I'm thinking of words to say, convince you how I feel, everyone else laughs at how obviously I've fallen for you, it's so pathetic. Maybe there's been so many girls...it's all the same to you.
Every little thing reminds me of you, it's quite pathetic how absorbed I am.
Some days you feel so real, but there's times that I wonder why unrequited love is my life's theme.
You say I seem so far away, well love, I'm right here waiting for you. No matter how sad it seems, I can't help it, my heart lifts when I see you there. Then morning comes, and I try not to notice how time flies.
You say it's better if you leave, that you're bad for me.
well, if tearing me apart is better, better than what? Isn't it bad enough that you're going in a few months?
Thinking of January reduces me to tears, please don't make it come any swifter.
Why are you so afraid of hurting me? You are one of the best things to ever happen to me.
I start to imagine talks, where I would make you laugh with every word I said...I would be insightful,
or witty, or charming...and you'd want to call me...and you know what? I would be there every time.

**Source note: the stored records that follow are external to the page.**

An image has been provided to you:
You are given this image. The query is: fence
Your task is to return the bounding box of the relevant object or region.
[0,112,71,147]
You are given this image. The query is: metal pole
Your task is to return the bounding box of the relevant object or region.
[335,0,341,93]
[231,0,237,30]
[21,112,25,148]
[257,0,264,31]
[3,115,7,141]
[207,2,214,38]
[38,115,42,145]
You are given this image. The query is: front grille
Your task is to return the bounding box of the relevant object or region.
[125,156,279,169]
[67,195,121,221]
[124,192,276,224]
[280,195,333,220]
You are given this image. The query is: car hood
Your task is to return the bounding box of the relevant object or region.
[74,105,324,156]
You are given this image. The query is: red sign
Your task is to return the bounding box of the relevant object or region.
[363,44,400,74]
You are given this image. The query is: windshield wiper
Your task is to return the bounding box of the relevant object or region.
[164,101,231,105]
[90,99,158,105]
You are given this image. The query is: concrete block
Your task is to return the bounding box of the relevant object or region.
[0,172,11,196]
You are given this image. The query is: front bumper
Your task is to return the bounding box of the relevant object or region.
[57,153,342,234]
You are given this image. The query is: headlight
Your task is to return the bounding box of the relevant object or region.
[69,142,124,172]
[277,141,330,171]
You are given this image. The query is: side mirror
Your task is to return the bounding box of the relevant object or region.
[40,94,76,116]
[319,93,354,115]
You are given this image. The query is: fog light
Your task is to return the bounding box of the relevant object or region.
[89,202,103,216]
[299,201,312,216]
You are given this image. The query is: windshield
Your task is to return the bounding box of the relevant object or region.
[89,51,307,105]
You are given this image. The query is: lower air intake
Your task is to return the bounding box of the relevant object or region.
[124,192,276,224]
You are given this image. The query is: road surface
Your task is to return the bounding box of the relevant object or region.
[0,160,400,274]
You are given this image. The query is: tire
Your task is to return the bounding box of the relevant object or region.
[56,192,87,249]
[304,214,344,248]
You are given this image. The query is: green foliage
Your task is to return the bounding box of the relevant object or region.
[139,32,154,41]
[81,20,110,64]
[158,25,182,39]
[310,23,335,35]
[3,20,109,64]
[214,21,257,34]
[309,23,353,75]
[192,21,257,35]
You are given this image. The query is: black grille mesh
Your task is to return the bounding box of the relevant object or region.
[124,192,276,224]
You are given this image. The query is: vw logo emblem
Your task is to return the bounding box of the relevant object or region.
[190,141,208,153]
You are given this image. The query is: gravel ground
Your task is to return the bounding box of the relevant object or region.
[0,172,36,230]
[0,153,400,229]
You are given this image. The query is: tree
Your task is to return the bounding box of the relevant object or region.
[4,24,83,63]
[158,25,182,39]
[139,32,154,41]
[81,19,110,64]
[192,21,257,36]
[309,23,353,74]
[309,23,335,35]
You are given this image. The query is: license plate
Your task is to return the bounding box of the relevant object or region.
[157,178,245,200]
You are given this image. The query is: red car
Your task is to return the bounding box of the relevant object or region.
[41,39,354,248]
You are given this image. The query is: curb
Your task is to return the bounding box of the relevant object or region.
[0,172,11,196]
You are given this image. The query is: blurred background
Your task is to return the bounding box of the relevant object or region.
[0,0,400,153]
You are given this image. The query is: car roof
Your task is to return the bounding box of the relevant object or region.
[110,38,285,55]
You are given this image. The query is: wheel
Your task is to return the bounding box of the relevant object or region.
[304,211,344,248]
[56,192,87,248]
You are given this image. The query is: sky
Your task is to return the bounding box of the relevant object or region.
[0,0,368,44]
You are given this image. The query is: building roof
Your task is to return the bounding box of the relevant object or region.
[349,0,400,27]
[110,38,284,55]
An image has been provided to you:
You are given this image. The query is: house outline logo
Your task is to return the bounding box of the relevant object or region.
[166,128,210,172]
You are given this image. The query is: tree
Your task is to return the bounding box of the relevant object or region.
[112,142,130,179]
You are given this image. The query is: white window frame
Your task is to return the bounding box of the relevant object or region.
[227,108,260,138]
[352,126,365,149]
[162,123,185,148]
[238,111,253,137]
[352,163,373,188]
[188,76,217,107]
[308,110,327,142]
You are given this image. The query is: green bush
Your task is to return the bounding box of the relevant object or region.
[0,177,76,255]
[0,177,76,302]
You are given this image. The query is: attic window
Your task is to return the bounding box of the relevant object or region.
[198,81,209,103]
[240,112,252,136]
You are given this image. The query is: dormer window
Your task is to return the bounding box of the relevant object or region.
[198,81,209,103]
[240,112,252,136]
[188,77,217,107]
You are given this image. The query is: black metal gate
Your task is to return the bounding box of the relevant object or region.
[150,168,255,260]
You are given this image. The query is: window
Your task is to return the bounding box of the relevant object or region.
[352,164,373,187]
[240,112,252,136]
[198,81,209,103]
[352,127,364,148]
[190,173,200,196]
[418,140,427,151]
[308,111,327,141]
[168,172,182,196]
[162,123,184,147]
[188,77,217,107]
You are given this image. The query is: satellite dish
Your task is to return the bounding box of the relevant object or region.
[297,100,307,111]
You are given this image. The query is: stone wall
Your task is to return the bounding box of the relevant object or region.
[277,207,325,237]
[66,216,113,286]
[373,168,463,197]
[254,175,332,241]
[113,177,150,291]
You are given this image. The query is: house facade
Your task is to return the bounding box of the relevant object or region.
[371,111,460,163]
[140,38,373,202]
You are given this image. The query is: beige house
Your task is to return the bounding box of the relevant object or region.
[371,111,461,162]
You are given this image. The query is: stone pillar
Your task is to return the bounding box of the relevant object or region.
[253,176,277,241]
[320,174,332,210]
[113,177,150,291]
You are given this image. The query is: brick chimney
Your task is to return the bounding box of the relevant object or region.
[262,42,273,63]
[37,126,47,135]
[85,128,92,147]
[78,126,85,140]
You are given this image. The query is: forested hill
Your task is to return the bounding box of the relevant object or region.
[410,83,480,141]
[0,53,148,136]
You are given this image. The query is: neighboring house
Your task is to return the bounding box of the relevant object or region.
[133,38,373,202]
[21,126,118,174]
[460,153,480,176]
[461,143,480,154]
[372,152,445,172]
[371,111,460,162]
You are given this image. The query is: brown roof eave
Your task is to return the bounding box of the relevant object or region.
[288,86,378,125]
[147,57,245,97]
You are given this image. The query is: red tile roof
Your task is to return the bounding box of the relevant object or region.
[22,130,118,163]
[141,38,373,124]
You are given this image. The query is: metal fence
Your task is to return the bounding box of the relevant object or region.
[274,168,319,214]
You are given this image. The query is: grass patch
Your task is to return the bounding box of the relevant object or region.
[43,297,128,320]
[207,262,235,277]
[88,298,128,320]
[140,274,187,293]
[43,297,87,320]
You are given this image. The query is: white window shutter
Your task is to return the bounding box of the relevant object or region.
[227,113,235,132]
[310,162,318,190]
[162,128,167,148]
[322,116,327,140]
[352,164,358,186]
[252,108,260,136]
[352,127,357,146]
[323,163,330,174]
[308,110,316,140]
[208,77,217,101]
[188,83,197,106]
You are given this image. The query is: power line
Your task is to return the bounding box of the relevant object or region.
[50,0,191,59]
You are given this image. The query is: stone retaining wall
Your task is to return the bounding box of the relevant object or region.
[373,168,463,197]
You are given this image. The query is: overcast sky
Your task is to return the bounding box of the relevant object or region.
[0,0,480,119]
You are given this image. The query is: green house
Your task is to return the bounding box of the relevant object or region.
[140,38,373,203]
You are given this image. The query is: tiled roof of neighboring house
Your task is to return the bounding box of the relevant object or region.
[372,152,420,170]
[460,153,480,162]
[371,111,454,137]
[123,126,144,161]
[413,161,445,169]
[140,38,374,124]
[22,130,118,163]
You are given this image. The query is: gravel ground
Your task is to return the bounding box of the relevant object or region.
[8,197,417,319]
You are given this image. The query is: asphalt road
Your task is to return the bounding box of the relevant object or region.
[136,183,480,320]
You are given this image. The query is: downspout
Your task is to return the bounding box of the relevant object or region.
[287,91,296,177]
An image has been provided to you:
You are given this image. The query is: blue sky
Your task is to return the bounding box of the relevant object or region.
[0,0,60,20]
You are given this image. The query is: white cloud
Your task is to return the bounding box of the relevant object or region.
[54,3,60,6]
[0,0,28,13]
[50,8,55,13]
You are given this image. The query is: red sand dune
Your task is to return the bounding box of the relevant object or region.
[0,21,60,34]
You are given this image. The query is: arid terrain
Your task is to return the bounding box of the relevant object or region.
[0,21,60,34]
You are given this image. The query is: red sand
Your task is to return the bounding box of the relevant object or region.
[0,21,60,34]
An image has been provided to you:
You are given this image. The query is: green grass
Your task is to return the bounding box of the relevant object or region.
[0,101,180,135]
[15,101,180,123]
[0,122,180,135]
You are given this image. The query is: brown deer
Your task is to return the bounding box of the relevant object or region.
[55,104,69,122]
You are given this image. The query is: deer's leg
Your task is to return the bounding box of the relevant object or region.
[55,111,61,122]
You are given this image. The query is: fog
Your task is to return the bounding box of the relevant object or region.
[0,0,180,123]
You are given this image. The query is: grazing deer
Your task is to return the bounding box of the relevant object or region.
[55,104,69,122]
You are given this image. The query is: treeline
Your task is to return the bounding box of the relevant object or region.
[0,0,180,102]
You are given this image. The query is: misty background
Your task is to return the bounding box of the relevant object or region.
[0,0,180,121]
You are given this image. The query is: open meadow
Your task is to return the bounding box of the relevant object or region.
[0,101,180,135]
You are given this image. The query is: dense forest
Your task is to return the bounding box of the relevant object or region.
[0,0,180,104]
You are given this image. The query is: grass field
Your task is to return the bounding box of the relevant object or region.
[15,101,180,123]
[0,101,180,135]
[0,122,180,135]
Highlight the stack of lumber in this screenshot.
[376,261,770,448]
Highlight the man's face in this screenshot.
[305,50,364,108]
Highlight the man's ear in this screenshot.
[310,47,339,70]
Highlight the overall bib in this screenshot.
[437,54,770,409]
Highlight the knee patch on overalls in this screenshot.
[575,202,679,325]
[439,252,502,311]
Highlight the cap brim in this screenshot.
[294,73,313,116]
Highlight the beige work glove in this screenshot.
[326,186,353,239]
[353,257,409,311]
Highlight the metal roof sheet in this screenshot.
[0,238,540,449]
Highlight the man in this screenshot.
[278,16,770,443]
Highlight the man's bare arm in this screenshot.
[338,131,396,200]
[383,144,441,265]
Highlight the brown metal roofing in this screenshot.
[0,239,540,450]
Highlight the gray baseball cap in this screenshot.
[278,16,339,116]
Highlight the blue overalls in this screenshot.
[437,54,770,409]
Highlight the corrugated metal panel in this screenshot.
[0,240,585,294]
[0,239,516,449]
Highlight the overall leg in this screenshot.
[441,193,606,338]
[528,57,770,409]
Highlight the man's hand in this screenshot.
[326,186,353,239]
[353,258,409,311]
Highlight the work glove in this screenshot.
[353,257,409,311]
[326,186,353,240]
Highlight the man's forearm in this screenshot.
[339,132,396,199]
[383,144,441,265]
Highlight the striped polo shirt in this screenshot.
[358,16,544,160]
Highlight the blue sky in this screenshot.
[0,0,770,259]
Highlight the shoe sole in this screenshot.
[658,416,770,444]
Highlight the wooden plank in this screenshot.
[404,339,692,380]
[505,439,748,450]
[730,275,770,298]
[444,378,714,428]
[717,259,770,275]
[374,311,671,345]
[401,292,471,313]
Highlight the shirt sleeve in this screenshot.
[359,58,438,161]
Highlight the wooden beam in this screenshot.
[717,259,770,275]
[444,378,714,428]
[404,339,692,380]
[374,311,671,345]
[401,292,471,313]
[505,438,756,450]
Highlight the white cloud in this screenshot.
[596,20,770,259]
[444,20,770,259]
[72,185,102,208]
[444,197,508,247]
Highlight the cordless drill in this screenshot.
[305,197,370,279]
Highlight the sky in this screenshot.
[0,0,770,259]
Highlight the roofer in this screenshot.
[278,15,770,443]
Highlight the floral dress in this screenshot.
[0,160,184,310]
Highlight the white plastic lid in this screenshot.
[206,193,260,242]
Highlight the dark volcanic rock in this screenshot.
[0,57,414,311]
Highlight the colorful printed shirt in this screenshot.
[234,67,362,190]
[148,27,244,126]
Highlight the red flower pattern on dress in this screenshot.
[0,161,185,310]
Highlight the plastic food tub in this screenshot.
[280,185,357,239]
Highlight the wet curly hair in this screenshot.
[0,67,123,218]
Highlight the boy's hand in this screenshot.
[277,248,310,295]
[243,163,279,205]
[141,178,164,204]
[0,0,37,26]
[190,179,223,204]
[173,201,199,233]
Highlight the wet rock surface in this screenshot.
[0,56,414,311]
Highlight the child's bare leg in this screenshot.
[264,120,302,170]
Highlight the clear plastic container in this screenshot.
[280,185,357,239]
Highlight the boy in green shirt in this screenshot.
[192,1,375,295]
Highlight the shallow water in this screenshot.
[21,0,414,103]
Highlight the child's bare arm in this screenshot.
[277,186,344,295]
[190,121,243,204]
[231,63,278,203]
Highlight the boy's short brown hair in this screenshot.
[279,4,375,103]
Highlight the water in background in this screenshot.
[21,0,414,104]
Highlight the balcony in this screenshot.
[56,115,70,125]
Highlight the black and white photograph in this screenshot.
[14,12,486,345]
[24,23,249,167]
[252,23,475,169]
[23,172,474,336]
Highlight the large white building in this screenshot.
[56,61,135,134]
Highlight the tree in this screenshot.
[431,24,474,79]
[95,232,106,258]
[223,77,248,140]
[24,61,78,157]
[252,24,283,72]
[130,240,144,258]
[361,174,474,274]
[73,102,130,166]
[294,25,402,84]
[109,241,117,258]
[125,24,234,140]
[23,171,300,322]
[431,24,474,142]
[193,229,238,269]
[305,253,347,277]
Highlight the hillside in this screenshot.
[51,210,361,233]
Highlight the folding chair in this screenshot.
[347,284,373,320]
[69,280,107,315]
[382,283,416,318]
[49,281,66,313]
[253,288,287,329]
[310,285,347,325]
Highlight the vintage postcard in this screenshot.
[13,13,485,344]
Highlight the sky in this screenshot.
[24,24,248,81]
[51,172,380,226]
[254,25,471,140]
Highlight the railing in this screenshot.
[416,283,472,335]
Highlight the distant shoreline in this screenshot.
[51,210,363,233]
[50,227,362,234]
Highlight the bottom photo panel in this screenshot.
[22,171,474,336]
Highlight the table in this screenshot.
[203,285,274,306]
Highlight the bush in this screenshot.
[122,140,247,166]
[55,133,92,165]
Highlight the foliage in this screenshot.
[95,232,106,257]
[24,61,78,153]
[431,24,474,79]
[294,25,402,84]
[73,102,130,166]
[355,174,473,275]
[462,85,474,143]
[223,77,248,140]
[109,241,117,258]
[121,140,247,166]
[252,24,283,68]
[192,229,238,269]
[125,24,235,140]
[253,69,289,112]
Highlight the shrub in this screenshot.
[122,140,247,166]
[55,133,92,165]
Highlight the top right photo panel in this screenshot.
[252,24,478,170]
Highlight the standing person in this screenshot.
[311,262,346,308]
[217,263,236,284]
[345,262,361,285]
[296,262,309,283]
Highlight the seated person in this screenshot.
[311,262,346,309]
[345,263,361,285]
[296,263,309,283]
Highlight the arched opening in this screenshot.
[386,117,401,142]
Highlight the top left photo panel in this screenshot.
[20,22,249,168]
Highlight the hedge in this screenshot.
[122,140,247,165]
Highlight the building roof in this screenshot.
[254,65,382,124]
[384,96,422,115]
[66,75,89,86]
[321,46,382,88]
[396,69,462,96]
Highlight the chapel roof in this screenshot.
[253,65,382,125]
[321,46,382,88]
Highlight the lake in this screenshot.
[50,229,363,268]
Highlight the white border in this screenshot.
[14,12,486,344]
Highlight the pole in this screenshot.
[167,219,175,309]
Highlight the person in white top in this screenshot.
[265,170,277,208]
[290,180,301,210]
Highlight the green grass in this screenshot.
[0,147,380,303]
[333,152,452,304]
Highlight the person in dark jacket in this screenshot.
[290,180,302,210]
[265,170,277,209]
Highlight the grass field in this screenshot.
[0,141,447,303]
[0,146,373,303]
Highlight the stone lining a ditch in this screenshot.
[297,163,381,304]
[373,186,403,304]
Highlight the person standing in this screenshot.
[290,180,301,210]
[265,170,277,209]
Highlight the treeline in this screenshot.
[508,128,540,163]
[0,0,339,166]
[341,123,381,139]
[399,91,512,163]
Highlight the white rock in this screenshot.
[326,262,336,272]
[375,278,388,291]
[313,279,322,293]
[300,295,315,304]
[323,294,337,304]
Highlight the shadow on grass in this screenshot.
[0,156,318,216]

I may be quiet, yes, you make me bashful, did you know it's hard to make conversation when abashed?You make me have butterflies, the first person to make me want to squirm with happiness
just because you stroke my hair. Why do you think that's a bad thing?
Somehow, I'm not much for words of affection, but you got under my skin, more than
anyone ever did. It's a tattoo, a undeniable mark that you left on me, there forever.
You've gone through so many girls, I over analyze your words, and waste my days remembering, but the truth is, I've never felt like this before. And suddenly I'm becoming part of your past, part of the part that's not going to last. And it breaks my heart.
You'll find another girl, but I don't know that it's so easy. (it tore...tears...me up)
I don't know if this can work, I don't know whether it should work, but I was going to try, but it takes two to make this last. I'll let you go, it'll be ok....you just have to tell me.